En effet, la reconstruction mammaire consiste à reconstruire le volume du sein après mastectomie (ablation totale ou partielle du sein) afin de traiter un cancer du sein.
En outre, il existe deux types de reconstruction mammaire : immédiate et secondaire.
D'une part, la reconstruction mammaire immédiate est celle qui peut être réalisée pour un certain type très précis du cancer du sein dont le traitement est uniquement chirurgical. Ainsi, la mastectomie et la reconstruction sont réalisées dans le même temps. La radiothérapie modifie la qualité de la peau ce qui nécessite un traitement complémentaire.
D'autre part, le chirurgien peut recourir au choix de la reconstruction secondaire selon la qualité de la peau.
Il en découle que la qualité de la peau contrôle le choix de la méthode.
Toutefois, la question est de savoir quelles sont les méthodes de reconstruction mammaire. Dans ce cadre, plusieurs étapes sont nécessaires pour reconstruire un sein. On doit recréer un volume et une forme, puis effectuer les éventuelles retouches et la symétrisation pour obtenir une harmonie, avant de reconstruire l'aréole et le mamelon.
En revanche, la reconstruction du sein suppose généralement deux interventions chirurgicales sous anesthésie générale à trois mois d'intervalle et une troisième intervention sous une anesthésie locale sans hospitalisation.
D'abord, la première intervention consiste à reconstruire le volume du sein.

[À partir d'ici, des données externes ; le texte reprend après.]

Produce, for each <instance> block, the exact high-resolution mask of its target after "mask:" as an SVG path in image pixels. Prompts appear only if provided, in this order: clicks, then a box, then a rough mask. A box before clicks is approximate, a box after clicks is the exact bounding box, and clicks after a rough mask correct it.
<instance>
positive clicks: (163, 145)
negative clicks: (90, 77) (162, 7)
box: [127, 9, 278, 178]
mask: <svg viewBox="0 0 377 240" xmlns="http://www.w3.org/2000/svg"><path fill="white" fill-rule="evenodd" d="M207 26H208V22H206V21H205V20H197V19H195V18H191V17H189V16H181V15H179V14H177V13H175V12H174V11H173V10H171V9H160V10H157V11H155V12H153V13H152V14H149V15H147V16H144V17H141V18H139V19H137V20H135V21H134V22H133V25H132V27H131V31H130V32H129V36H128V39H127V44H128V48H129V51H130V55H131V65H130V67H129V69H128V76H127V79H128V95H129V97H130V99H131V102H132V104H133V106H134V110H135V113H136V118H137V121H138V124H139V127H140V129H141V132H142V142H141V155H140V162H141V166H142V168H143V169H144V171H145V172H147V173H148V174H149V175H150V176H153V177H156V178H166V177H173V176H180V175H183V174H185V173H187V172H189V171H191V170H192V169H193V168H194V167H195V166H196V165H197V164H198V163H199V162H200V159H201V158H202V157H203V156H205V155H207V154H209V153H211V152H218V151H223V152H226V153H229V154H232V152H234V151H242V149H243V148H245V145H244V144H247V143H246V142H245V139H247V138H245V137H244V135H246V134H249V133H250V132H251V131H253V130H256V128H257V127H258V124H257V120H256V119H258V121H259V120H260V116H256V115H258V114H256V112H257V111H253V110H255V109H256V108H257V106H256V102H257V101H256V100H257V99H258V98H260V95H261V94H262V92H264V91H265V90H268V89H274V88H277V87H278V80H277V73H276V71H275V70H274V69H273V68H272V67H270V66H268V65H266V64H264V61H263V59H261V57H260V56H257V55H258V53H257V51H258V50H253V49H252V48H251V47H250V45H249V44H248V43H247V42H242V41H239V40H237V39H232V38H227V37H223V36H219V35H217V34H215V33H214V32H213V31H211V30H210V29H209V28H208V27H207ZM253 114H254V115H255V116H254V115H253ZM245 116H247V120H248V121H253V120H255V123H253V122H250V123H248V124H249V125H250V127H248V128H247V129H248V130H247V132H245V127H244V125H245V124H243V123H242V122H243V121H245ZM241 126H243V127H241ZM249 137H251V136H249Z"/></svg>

Ensuite, la deuxième consiste à symétriser le sein controlatéral et à apporter d'éventuelles retouches sur le sein reconstruit. Ainsi, cette intervention n'est donc pas systématique et dépend du sein reconstruit, du sein naturel et du souhait du patient.
Enfin, la troisième intervention permet de réaliser le mamelon et l'aréole et se fait sous anesthésie locale sans hospitalisation.
En somme, il n'y aucun risque carcinologique à reconstruire le sein. Ladite reconstruction n'a aucune influence sur l'évolution de la maladie, ni sur les traitements ou la surveillance.